Hockey: Being the last line of defence not for the faint hearted

By David Leggat

Keeper Hamish McGregor likes player rotation. Photo / Brett Phibbs
Keeper Hamish McGregor likes player rotation. Photo / Brett Phibbs

Who'd be a soccer goalkeeper? One booboo and you're up for a hiding, plus the physical bangs that go with the role.

What about the same role in hockey? Sure there's padding on a Michelin Man scale, but even so ...

"I don't know if it was the appeal or stupidity," New Zealand goalkeeper Hamish McGregor mused on why he took the job on at high school.

"I thought it was quite cool, something different, a bit of a challenge I suppose."

And so Christchurch-born, Hobart-educated and raised McGregor is off to Europe tomorrow with the men's national team for their World League 3, or semifinal, tournament in Rotterdam this month.

McGregor and Auckland's Devon Manchester share the last line of defence for New Zealand.

In McGregor's case, his father played hockey. He headed down the soccer route originally but once at high school "they were looking for a hockey goalkeeper, I thought it could be fun, so I whacked the pads on and apparently I was quite good at it".

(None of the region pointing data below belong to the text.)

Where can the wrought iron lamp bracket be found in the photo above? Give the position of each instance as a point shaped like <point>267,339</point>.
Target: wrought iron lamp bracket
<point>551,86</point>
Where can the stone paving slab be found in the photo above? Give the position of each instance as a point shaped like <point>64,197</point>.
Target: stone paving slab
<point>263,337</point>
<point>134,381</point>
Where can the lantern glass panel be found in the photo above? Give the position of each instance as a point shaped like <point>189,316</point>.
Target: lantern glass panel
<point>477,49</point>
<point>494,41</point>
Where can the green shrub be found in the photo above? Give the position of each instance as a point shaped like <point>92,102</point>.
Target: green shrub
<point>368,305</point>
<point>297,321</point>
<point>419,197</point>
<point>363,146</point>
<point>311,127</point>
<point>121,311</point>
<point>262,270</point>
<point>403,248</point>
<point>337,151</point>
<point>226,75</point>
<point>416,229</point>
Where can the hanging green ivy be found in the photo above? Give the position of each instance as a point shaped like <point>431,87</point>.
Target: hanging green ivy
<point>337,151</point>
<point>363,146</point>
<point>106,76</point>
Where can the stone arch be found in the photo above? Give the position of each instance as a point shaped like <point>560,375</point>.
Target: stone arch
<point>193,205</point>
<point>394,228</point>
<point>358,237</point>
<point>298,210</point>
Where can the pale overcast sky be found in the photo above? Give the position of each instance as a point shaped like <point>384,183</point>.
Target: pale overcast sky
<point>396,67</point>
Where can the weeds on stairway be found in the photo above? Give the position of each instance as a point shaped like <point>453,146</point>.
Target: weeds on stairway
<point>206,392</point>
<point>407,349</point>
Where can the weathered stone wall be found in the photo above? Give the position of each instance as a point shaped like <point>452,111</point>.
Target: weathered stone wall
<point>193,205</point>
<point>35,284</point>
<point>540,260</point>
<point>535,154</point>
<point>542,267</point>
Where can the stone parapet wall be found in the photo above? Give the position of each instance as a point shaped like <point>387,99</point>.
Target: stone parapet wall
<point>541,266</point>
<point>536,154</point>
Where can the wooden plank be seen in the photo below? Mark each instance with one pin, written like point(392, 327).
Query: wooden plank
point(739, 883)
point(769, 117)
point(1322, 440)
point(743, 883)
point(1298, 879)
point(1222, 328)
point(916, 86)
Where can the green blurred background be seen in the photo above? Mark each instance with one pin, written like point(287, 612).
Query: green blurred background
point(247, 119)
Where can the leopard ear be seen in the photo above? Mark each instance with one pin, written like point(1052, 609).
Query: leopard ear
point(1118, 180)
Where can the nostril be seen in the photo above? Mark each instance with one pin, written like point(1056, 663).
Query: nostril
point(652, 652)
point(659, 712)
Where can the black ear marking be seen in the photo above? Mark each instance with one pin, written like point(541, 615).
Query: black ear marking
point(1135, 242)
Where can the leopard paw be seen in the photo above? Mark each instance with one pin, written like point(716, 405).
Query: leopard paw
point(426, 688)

Even with all the protective padding, McGregor admitted the idea of copping a bad blow occasionally flickers across the mind.

He's been lucky, no bad injuries, but plenty of bruises.

"That's part of goalkeeping. I had a stick broken across my knee. I thought I'd broken it."

When attackers are pinging the ball at upwards of 115km/h from close range the dangers are obvious. So is there an optimum build for a goalkeeper in that small net area? The net is significantly smaller than for soccer, so plenty of bulk perhaps?

"It's a hard one. I'm about 1.87m, and up towards 100kg. The Dutch guy, who people rate the best in the world, is about 1.93m. Devon is slightly smaller, shorter but a lot more agile. With size comes a lack of agility, but it also brings a bigger reach.

"It's about a balance of height and weight versus agility and speed."

Having whip sharp reactions is also crucial.

So who has the edge in a penalty shot situation? In soccer, the penalty taker is expected to score. Ditto in hockey, reckons McGregor, although he likes the keeper's odds better in the new penalty shootout format used to decide knockout games at big tournaments.

The attacker has eight seconds to run, dribble and net the ball.

"One-on-one with the keeper I'd say it's a lot more even. You can vary it, move around, do different things to make it more even.

"Trying not to get eliminated is the key to those situations. Once you put your body on the ground it's very difficult to get back up.

"The key is to stay on your feet and make the attacker try and do something like take the shot quickly, or rush them to do something they don't want to do."

Shootouts are relatively rare, although the New Zealand women's team had one in their Olympic semifinal against the Netherlands in London last year. Locked 2-2, the Dutch won the shootout 3-1.

McGregor or Manchester could face one in Rotterdam and they'll be ready.

The pair have played 14 and 12 internationals respectively _ McGregor, at 25 is two years older _ and are still dicing for top billing. Auckland-based McGregor, studying for his Inshore Launch Masters ticket and most at home on the water, is happy as long as the team benefits. "Personally it's more about the team. It's quite good to have that slight rotation thing.

"It keeps you honest, and makes you strike to want to keep playing, pushing each other, nipping at the heels."

What's happening

• The New Zealand women's squad leaves for the World League 3 tournament in Rotterdam today, with the men flying out tomorrow.

• The women have three warm-up internationals against England next week; the men have two against Spain, most likely in Madrid.

• The top three in each eight-team tournament qualify for the finals _ for the women that's Tucuman, Argentina, in December; for the men it's Delhi in January.